Dr. Gottlieb, a physician and resident fellow at the American Enterprise Institute, is a member of the Health IT Policy Committee that advises the Department of Health and Human Services. He also invests in and advises health-care companies.
 
where does one find how much a facility - ASC or HOPD - can bill for outpatient follow up visits? its not in proposed or actual fee schedules.
 
where does one find how much a facility - ASC or HOPD - can bill for outpatient follow up visits? its not in proposed or actual fee schedules.

http://www.cms.gov/Regulations-and-Guidance/Guidance/Manuals/downloads/clm104c12.pdf

It's a huge area of fraud investigation by the OIG and DOJ. It's the root of large hospital-owned groups are able to exert monopolizing power in local health care markets, drive up prices, and squeeze out competition. Jon Gruber and other architects of Obamacare were well aware of how the site-of-service pricing differential would affect local markets and independent groups and ignored concerns raised from the American Association of Physicians and Surgeons (AAPS) and others.

http://www.aapsonline.org/
 
so how much money does the system get for a facility fee from a 99213 or 99214? what is the exact dollar amount?

how come the ASIPP proposed and actual fee rates do not list the facility fees for 99211-5 codes?
 
Am I to assume that the listed punts in the ASIPP schedule that are posted on their site is wrong?

http://asipp.org/rates/Physicians2015F.pdf
Page 9, fyi. Clearly showing that in all 992xx codes, non facility charges more, but these are not listed in the ASC or HOPD codes.

Doesn't affect me - this office bills office based rates for follow ups and new patient evals (and yes, I've seen the bills personally...)
 
Am I to assume that the listed amounts in the ASIPP schedule that are posted on their site are wrong or incomplete?

http://asipp.org/rates/Physicians2015F.pdf
Page 9, fyi. Clearly showing that in all 992xx codes, non facility charges more, but these codes are not listed in the ASC or HOPD PDFs. Kind of a funny thing to omit.

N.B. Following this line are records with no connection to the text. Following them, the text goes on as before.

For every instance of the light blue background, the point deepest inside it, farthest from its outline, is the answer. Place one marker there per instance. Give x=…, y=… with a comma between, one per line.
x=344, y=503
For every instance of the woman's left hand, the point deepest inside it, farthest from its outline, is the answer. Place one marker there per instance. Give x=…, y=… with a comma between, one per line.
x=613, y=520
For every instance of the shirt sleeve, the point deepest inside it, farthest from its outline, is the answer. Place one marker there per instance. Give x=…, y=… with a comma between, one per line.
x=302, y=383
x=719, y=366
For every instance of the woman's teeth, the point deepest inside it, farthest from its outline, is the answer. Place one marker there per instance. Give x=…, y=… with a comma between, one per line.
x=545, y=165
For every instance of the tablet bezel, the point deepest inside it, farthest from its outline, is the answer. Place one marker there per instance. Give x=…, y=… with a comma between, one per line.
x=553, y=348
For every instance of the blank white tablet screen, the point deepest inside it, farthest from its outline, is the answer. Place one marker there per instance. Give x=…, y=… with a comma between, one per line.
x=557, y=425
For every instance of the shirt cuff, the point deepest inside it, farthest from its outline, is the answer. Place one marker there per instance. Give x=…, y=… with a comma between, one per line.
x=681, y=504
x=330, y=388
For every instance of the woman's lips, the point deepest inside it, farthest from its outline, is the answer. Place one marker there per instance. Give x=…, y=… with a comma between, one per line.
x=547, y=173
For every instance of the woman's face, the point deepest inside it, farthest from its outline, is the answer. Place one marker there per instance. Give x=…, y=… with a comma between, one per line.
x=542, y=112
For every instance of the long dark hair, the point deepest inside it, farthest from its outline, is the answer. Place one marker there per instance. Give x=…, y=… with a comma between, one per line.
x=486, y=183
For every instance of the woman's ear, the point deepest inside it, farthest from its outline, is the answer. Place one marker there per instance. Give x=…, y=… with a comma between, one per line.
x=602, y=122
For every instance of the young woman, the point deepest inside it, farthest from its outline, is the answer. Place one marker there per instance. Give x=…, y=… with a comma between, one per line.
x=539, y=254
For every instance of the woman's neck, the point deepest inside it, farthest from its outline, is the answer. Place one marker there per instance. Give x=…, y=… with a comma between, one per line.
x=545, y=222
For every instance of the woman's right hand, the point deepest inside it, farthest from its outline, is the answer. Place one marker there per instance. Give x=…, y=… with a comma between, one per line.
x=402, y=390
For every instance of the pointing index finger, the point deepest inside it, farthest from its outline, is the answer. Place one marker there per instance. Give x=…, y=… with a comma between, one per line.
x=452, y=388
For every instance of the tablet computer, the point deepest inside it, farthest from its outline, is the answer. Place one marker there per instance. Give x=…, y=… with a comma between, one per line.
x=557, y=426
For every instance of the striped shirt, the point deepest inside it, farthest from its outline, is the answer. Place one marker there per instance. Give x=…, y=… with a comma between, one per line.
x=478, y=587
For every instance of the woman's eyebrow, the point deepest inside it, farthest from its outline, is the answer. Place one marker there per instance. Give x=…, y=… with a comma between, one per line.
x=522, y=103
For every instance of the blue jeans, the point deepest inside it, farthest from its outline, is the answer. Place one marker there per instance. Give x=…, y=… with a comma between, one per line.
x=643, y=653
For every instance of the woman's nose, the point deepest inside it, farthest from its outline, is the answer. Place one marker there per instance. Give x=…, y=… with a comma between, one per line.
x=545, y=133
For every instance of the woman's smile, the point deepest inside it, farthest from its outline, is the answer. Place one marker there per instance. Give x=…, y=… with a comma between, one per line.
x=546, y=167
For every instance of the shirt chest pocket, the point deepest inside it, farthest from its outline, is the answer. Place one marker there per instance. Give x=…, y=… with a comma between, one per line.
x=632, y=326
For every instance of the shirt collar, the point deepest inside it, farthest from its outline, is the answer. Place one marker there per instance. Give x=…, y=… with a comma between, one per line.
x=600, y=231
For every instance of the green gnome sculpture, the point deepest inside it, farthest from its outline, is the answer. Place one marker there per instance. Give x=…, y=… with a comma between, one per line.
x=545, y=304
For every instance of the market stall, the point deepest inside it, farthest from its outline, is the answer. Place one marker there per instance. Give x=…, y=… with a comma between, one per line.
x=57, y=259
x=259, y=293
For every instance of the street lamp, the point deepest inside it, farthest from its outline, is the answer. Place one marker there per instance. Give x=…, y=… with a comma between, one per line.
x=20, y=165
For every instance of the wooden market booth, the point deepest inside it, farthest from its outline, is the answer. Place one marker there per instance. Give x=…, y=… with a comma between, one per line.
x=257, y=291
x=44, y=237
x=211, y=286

Doesn't affect me - this office bills office based rates for follow ups and new patient evals (and yes, I've seen the bills personally...)
 
I didn't think there was a difference between OB and HOPD based billing for E&M. There certainly isn't an APC relative weight assigned to E&M codes as there is for procedural CPTs. The inflated facility fees for HOPD procedures is based on the APC relative weight. Ultimately that gets multiplied by a hospital conversion factor, which is about $74. That's how you end up with a $700 epidural.

Here are the total non-facility vs facility RVUs for 99201-99215. As you can see in every case the non-facility numbers are higher. I wonder how Lax derived this information.

1.22 0.75
2.09 1.41
3.05 2.17
4.63 3.66
5.81 4.76
0.56 0.26
1.22 0.72
2.04 1.43
3.01 2.20
 
not sure, but it fits with the listings on ASIPP, which imply that non-facility (office) based fees for 992xx pay more than facility based fees by roughly 20%...
 
Am I to assume that the listed amounts in the ASIPP schedule that are posted on their site are wrong or incomplete?

http://asipp.org/rates/Physicians2015F.pdf
Page 9, fyi. Clearly showing that in all 992xx codes, non facility charges more, but these codes are not listed in the ASC or HOPD PDFs. Kind of a funny thing to omit.

Doesn't affect me - this office bills office based rates for follow ups and new patient evals (and yes, I've seen the bills personally...)
Facilities don't use those codes any more.
http://news.aapc.com/cms-adopts-one-code-fits-all-for-hospital-clinic-visits/

The visit is coded as APC 0634 regardless of complexity and the rate is about $96 for the facility to supply the space. In total, the cost for a 99213 by an office-based physician is about $120, compared to the hospital based reimbursement of about $186.